記憶力障害とは

70歳からの選択 和田秀樹

50~60代で「記憶力が落ちた、もしかして認知症?」と慌てる人もいますが、たいがいは前頭葉の老化や男性ホルモンの低下が原因だと思われます。
物忘れなどの記憶障害には、想起障害と記銘力障害があります。
想起障害は、久しぶりに会った人の名前や「あれだよ、あれ・・」と物事の名称が出てこないといった、すでに脳に書き込まれているものが出てこない、という記憶障害です。
一般的に、私たちが「物忘れがひどい」として記憶障害と思っているものの多くは、想起障害なのです。
想起障害には、前頭葉の老化現象が関係しています。
長期記憶には大脳皮質の側頭葉に書き込まれていますが、これを引き出す役割を担っているのが前頭葉です。
しかし、40歳くらいから前頭葉の委縮が始まることで、働きが悪くなり、目的の記憶が見つけにくくなるのです。

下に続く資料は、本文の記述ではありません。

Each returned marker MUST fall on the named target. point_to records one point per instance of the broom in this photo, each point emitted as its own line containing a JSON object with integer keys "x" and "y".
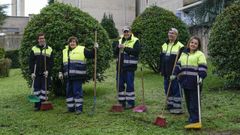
{"x": 118, "y": 107}
{"x": 95, "y": 75}
{"x": 32, "y": 98}
{"x": 161, "y": 120}
{"x": 46, "y": 105}
{"x": 142, "y": 107}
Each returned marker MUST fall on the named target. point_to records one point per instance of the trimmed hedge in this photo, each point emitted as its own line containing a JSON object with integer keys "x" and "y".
{"x": 2, "y": 53}
{"x": 14, "y": 56}
{"x": 151, "y": 27}
{"x": 5, "y": 65}
{"x": 60, "y": 21}
{"x": 224, "y": 45}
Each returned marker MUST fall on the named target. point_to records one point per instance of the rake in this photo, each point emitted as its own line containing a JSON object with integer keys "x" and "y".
{"x": 95, "y": 75}
{"x": 32, "y": 98}
{"x": 142, "y": 107}
{"x": 46, "y": 105}
{"x": 118, "y": 107}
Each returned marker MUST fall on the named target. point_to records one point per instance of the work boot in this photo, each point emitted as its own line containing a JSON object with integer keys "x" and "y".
{"x": 129, "y": 106}
{"x": 78, "y": 112}
{"x": 197, "y": 125}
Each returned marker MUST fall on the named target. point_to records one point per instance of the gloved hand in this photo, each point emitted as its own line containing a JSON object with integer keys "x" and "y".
{"x": 60, "y": 75}
{"x": 200, "y": 80}
{"x": 172, "y": 77}
{"x": 96, "y": 45}
{"x": 33, "y": 76}
{"x": 45, "y": 73}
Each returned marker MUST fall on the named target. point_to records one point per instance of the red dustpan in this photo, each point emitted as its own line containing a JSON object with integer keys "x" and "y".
{"x": 118, "y": 107}
{"x": 142, "y": 107}
{"x": 160, "y": 121}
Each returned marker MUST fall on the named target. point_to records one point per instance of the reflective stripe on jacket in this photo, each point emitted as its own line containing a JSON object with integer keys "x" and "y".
{"x": 167, "y": 57}
{"x": 189, "y": 66}
{"x": 129, "y": 60}
{"x": 74, "y": 61}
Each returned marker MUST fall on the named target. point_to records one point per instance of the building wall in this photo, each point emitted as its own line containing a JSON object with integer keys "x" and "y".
{"x": 171, "y": 5}
{"x": 13, "y": 29}
{"x": 123, "y": 11}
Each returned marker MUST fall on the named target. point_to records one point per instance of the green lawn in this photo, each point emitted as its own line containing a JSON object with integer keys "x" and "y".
{"x": 220, "y": 110}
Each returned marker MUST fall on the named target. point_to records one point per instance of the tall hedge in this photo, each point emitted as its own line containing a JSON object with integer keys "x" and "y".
{"x": 224, "y": 45}
{"x": 151, "y": 27}
{"x": 109, "y": 25}
{"x": 14, "y": 56}
{"x": 60, "y": 21}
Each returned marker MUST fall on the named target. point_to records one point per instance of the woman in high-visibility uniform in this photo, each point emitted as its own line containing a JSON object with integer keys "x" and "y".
{"x": 191, "y": 66}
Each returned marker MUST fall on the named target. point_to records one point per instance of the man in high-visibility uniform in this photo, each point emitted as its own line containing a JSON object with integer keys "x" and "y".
{"x": 170, "y": 50}
{"x": 74, "y": 71}
{"x": 129, "y": 48}
{"x": 191, "y": 69}
{"x": 38, "y": 55}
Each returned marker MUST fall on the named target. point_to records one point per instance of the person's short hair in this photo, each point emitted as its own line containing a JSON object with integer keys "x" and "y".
{"x": 196, "y": 38}
{"x": 174, "y": 30}
{"x": 70, "y": 39}
{"x": 126, "y": 28}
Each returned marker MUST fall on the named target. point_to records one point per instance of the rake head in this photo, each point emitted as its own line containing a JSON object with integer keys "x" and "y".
{"x": 160, "y": 121}
{"x": 46, "y": 106}
{"x": 140, "y": 108}
{"x": 117, "y": 108}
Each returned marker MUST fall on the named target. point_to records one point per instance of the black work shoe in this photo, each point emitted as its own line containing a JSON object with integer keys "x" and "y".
{"x": 129, "y": 106}
{"x": 78, "y": 112}
{"x": 36, "y": 109}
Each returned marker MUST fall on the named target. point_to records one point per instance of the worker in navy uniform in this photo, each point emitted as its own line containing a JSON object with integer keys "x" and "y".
{"x": 171, "y": 50}
{"x": 129, "y": 48}
{"x": 74, "y": 70}
{"x": 191, "y": 69}
{"x": 38, "y": 55}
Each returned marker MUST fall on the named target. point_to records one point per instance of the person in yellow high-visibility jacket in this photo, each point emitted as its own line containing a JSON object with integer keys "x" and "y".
{"x": 74, "y": 71}
{"x": 191, "y": 65}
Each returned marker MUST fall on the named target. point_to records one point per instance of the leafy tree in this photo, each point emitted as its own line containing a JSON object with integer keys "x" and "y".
{"x": 60, "y": 21}
{"x": 206, "y": 13}
{"x": 109, "y": 25}
{"x": 50, "y": 2}
{"x": 151, "y": 27}
{"x": 2, "y": 14}
{"x": 224, "y": 45}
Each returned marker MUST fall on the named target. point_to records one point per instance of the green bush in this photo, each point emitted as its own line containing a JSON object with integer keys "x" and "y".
{"x": 224, "y": 45}
{"x": 151, "y": 27}
{"x": 60, "y": 21}
{"x": 14, "y": 56}
{"x": 109, "y": 25}
{"x": 5, "y": 65}
{"x": 2, "y": 53}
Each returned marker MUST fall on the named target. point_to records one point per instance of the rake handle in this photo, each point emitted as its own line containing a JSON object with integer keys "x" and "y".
{"x": 170, "y": 83}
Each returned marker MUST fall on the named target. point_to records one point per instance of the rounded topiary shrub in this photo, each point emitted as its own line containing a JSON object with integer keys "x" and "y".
{"x": 152, "y": 27}
{"x": 224, "y": 45}
{"x": 2, "y": 53}
{"x": 59, "y": 22}
{"x": 5, "y": 65}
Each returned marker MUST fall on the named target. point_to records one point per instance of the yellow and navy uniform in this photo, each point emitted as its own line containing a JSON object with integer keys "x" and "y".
{"x": 74, "y": 62}
{"x": 129, "y": 57}
{"x": 168, "y": 55}
{"x": 37, "y": 57}
{"x": 189, "y": 66}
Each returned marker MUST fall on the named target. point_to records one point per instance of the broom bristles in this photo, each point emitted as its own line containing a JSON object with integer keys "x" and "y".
{"x": 46, "y": 106}
{"x": 160, "y": 121}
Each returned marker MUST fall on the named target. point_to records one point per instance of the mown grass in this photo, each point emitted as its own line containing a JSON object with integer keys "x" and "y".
{"x": 220, "y": 110}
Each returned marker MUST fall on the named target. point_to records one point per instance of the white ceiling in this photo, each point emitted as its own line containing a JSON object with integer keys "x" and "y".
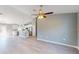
{"x": 22, "y": 14}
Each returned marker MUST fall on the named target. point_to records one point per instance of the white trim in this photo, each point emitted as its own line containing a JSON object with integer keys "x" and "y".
{"x": 59, "y": 43}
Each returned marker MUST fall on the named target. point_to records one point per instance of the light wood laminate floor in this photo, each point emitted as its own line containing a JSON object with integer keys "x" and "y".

一方、記憶力障害というのは、新しく覚えたことが脳に書き込まれないというもので、例えば昨日の朝食に何を食べたか思い出せないなど、最近起こったことを覚えられないという記憶障害です。
加えて、男性の場合、40歳を過ぎると男性ホルモンが減少します。
男性ホルモンは意欲や興味を高める働きがあり、さらには記憶をつかさどる神経伝達物質のアセチルコリンの働きも男性ホルモンが助けています。
高齢化により男性ホルモンが減少することが、記銘力障害の大きな原因になっているのです。

ちなみに、認知症の場合、初期には新しい記憶をインプットできない「入力障害」という状態であり、10分前に食べたものが覚えられなくなったりします。
末期になると人の顔も認知できなくなったりします。
以前出会った人の名前が思い出せないとき、想起障害の人は、誰かに教えてもらったり名簿を調べたりすれば「ああ、○○さんだ」と思い出すことができるのに対して、認知症が重くなると、その名前自体に見覚えがないのです。